Beer: Uinta Brewing’s Punk’n
Brewed By: Uinta Brewing
Style: Pumpkin Ale
Alcohol Content: 5%
Description: I wouldn’t say I’m DIEHARD when it comes to pumpkin ales. I think they have a time and a place, and many times they can be overly sweet. I do love a good well-balanced pumpkin ale in the fall though, and I especially love pairing them with all recipes containing pumpkin. I love this beer because of how well-balanced it is. It’s an even blend of malts and hops, and it’s not overpowering in sweetness. It’s yummy. That’s the bottom-line. I love this beer with sweets, of course, but I especially love it with a good Thanksgiving spread.

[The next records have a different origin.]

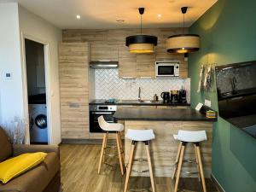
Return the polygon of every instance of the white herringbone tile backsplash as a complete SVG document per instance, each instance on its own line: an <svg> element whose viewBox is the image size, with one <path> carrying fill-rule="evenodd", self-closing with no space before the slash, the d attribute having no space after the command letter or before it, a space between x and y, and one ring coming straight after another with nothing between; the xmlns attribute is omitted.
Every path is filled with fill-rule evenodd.
<svg viewBox="0 0 256 192"><path fill-rule="evenodd" d="M182 86L187 90L187 100L190 102L190 79L124 79L119 78L118 69L95 69L96 99L136 100L141 87L141 98L152 100L154 94L160 97L161 92L180 90Z"/></svg>

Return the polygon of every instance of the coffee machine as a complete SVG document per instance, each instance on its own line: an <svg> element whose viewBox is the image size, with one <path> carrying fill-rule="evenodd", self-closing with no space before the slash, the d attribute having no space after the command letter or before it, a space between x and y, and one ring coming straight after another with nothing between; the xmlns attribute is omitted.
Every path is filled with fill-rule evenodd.
<svg viewBox="0 0 256 192"><path fill-rule="evenodd" d="M164 103L170 102L170 93L169 92L162 92L161 93L161 97L163 99Z"/></svg>

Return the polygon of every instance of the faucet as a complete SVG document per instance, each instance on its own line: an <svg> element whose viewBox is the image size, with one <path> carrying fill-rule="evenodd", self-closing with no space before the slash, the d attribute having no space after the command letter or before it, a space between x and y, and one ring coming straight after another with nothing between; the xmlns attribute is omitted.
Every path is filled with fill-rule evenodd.
<svg viewBox="0 0 256 192"><path fill-rule="evenodd" d="M232 93L233 94L237 93L237 91L236 91L236 84L237 84L237 80L235 77L233 77L233 79L231 79L231 86L232 86Z"/></svg>
<svg viewBox="0 0 256 192"><path fill-rule="evenodd" d="M138 101L138 102L141 102L141 101L142 101L142 98L141 98L141 92L142 92L142 90L141 90L141 87L139 87L139 90L138 90L138 97L137 97L137 101Z"/></svg>

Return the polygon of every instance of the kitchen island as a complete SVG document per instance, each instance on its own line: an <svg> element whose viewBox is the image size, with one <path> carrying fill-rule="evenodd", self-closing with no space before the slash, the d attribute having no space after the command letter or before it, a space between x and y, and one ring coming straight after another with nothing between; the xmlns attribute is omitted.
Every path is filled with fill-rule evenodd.
<svg viewBox="0 0 256 192"><path fill-rule="evenodd" d="M178 142L174 140L173 134L178 130L202 131L207 135L207 141L201 143L201 156L205 175L210 177L212 172L212 123L216 119L206 118L200 112L187 108L118 108L114 118L125 125L127 129L152 129L155 139L150 143L150 153L155 177L171 177L175 165ZM125 139L125 159L128 161L131 142ZM144 144L137 145L134 159L146 159ZM184 160L195 159L194 148L188 145ZM147 163L134 161L133 170L143 171L148 169ZM197 177L197 174L186 174L186 172L196 172L195 165L184 162L182 177ZM148 176L148 172L131 172L132 176Z"/></svg>

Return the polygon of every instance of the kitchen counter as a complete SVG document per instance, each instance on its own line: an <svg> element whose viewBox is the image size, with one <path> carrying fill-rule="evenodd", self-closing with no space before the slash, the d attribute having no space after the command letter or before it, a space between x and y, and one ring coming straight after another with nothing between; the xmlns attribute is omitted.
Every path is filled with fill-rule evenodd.
<svg viewBox="0 0 256 192"><path fill-rule="evenodd" d="M161 100L159 102L150 102L145 100L143 102L140 102L137 100L118 100L116 103L104 103L105 100L94 100L89 103L89 105L134 105L134 106L190 106L189 103L180 103L180 102L170 102L164 103Z"/></svg>
<svg viewBox="0 0 256 192"><path fill-rule="evenodd" d="M192 108L118 108L117 120L216 121Z"/></svg>

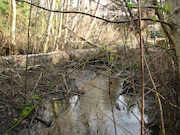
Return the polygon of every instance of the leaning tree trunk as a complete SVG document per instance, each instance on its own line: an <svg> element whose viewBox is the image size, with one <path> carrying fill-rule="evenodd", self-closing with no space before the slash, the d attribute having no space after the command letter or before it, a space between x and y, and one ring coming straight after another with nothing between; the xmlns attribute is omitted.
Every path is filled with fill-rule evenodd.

Turkey especially, this beer is the perfect compliment. When this pumpkin brew is released, be sure to pick up a bottle or two!
Enjoy the rest of your weekends! Here is the handy dandy recipe.
Ginger Pumpkin Cheesecake Bars
Nutritional information is only an estimate. The accuracy of the nutritional information for any recipe on this site is not guaranteed.
- FOR THE CRUST
- 24 gingersnap cookies
- 1/4 cup granulated sugar
- 1 teaspoon ground cinnamon
- 1/2 teaspoon fine sea salt
- 1/2 cup unsalted butter melted
- FOR THE FILLING
- 1/2 cup unsalted butter
- 1/4 cup dark brown sugar
- 1/4 cup granulated sugar
- 1/2 teaspoon ground ginger
- 1/2 teaspoon ground cinnamon
- 1/4 teaspoon fine sea salt
- 2 teaspoons vanilla extract
- FOR THE CHEESECAKE TOPPING
- 1 large egg room temperature
- 1 large egg yolk room temperature
- 1/2 cup granulated sugar
- 12 ounces cream cheese softened to room temperature
- 1/2 cup pumpkin puree
- 1 teaspoon vanilla extract
- 2 tablespoons crystalized ginger finely chopped
- Preheat your oven to 375 degrees F and line an 8x8 in baking dish with parchment paper, foil or spray with a non-stick spray. Set aside.
- In the pitcher of your food processor or blender, add the gingersnap cookies, sugar, cinnamon and sea salt. Pulse until the mixture becomes a coarse powder. You may need to do this in batches depending on how large your food processor is. Add the mixture to a bowl with the melted butter and mix to combine.
- Pour the crust into your prepared dish and press firmly down in an even layer with your finger tips. Place in the oven and bake for 10 minutes. Remove from oven and set aside.
- For the filling, combine the butter, brown sugar, granulated sugar, ginger, cinnamon and sea salt in a small saucepan over medium-low heat. Heat until butter has melted, whisking constantly. Remove from heat and stir in the vanilla extract. Set aside to cool for just a couple of minutes.
- Pour the filling on top of the par-baked crust. Taking a rubber spatula, spread the filling so that it is even and covers the entire crust. Set aside.
- In the bowl of your stand mixer, with paddle attachment fixed, combine the egg, egg yolk, sugar, cream cheese, pumpkin and vanilla extract. Mix until smooth and creamy, approximately 1 minute. Fold in the crystalized ginger.
- Scoop the cheesecake layer on top of the filling. Be very careful, as you spread the cheesecake layer over top the filling so that you don't mix the two. Spread into an even layer, so that it completely covers the filling. It should be thick.
- Place the dish in the oven to bake for 15 minutes or until the cheesecake is set on top. Remove from oven and set aside to cool for an hour, then place in the fridge to chill for an additional hour. Cut into bars and serve!
- You may store the cheesecake bars in an airtight container, in the fridge, for about a week. Enjoy!